Schumer’s Machiavellian filibuster gambit

In chess, a gambit is an opening maneuver intended to draw one's opponent into a position where he can be taken advantage of.  Sometimes a gambit involves the sacrifice of a piece, often a pawn, to entice the opponent.

On Thursday, Senate minority leader Chuck Schumer (D-N.Y.) announced that his caucus would filibuster the confirmation of President Trump's nominee for the Supreme Court, Judge Neil Gorsuch.  Under current Senate rules, Republicans would be unable to stop the filibuster unless eight Democrats cross party lines and provide 60 votes for cloture.

Schumer appears confident that that will not happen.

If the Republicans cannot stop the filibuster, it is likely that they will exercise the so-called "nuclear option" and change the Senate rules to allow the confirmation of Supreme Court nominees on a simple majority vote.  (Republicans will probably do this because Schumer's predecessor, the now retired Harry Reid, changed the rules to allow simple majority votes on Circuit Court and District Court nominees when Democrats previously controlled the Senate.)

And if the Republican change the rules, they'll be playing right into Schumer's hands.

A Gorsuch confirmation would merely restore the ideological balance of the Court to what it was before the death of Justice Scalia in February 2016 – a 4-4 split between liberal s and conservatives with Justice Anthony Kennedy providing the "swing" vote in a number of 5-4 decisions.  Schumer can live with that – after all, Kennedy sided with liberals in blockbuster cases like Lawrence v. Texas and Obergefell v. Hodges, declaring that anal intercourse and gay marriage are "constitutional rights."

While Gorsuch's confirmation wouldn't change much from a legal standpoint, if he is confirmed after a Republican rule change, Schumer can paint Gorsuch as a usurper.  Schumer's gambit is to force the hand of the Republicans to take the political heat for changing the Senate rules, accept the confirmation of Gorsuch as a sacrificial pawn, and then bet that Trump will either a) be impeached before the end of his term or b) lose his re-election bid in 2020, enabling a future Democratic president and a future Democratic Senate to ram three left-wing ideologues onto the court in rapid succession with simple majority votes.

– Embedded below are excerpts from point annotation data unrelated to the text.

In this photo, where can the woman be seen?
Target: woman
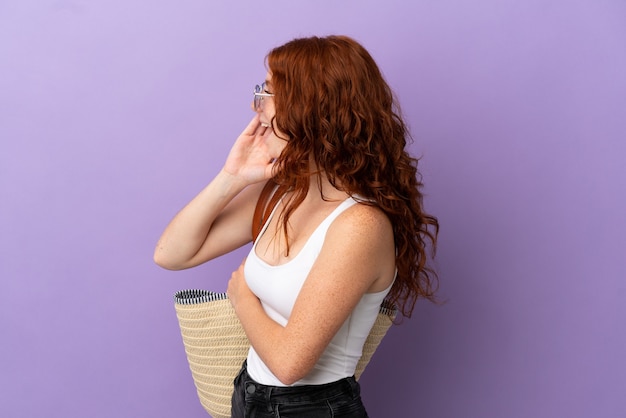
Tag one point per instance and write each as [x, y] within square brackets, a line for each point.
[321, 181]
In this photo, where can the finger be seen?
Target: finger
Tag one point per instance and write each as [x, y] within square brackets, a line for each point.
[252, 126]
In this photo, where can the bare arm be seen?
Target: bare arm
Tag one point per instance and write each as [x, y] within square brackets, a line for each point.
[358, 256]
[219, 218]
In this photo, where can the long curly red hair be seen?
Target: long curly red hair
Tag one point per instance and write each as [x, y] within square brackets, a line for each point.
[335, 108]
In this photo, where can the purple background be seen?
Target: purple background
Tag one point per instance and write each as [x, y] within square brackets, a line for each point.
[114, 113]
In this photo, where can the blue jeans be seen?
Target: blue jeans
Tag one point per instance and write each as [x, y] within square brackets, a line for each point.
[340, 399]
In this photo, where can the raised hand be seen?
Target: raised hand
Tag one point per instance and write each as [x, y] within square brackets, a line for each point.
[251, 158]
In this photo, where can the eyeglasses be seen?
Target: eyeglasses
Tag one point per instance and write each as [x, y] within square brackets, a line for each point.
[259, 95]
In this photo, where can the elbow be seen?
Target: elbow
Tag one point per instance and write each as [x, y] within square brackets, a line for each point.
[165, 262]
[289, 372]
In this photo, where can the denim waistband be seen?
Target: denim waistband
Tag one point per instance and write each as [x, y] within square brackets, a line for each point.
[303, 393]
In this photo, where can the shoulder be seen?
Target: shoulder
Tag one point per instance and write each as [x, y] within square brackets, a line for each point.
[363, 220]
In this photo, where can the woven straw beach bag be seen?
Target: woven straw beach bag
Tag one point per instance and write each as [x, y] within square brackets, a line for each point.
[217, 346]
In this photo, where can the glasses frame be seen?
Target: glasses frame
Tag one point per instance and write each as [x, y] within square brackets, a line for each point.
[259, 95]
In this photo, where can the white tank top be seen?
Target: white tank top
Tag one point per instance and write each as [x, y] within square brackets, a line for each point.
[278, 287]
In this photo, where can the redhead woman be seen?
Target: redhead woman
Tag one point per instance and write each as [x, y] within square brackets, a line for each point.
[321, 183]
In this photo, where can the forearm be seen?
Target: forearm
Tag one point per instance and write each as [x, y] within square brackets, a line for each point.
[277, 347]
[189, 229]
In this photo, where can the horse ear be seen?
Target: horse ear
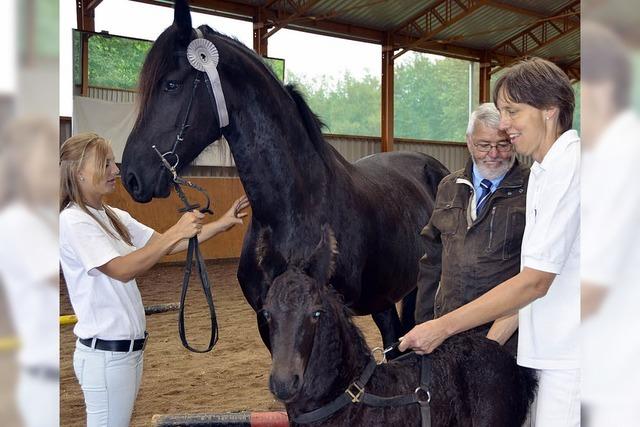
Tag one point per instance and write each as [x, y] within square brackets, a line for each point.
[270, 261]
[322, 263]
[182, 20]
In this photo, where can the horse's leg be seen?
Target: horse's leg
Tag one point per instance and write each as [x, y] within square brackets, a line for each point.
[388, 322]
[408, 318]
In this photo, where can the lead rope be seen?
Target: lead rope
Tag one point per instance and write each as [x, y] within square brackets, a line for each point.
[193, 250]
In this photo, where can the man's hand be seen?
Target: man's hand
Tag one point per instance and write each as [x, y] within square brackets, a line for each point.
[425, 337]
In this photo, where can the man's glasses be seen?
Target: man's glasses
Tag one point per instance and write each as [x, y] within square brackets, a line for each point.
[485, 147]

Schumer is planning several moves ahead, for the death or resignation of Kennedy, age 80, and for the death or resignation of Bill Clinton's two reliably left-wing appointees, Ruth Ginsburg (age 84) and Stephen Breyer (age 78).  The replacement of these three aging justices will have a significant impact on the ideological makeup of the Court in the near future.

Schumer knows that history shows that Republicans (e.g., John McCain and Lindsey Graham) are more willing to cross party lines and vote for Democratic nominees than Democrats are to support Republican nominees.  And he also knows that Republican presidents have had a history of getting burned appointing justices they think will be strict constructionist conservatives, only to have those nominees  turn into flaming liberals on the bench (Earl Warren, Harry Blackmun, John Paul Stevens, and David Souter are prime examples).  So a rules change allowing simple majority votes on Supreme Court nominees would favor Democrats for the foreseeable future.

Schumer is an extremely slick, Machiavellian operator.  He's not stupid.  Republicans are going to need to learn how to play hardball with him.

The preferred strategy for Republicans is to break Schumer's power by putting extreme pressure on members of the Democrat minority to defect and confirm Gorsuch without changing the Senate rules.  They should change the rules if Trump has an opportunity to replace Kennedy, Ginsburg, or Breyer in the near future, when the stakes will be significantly higher.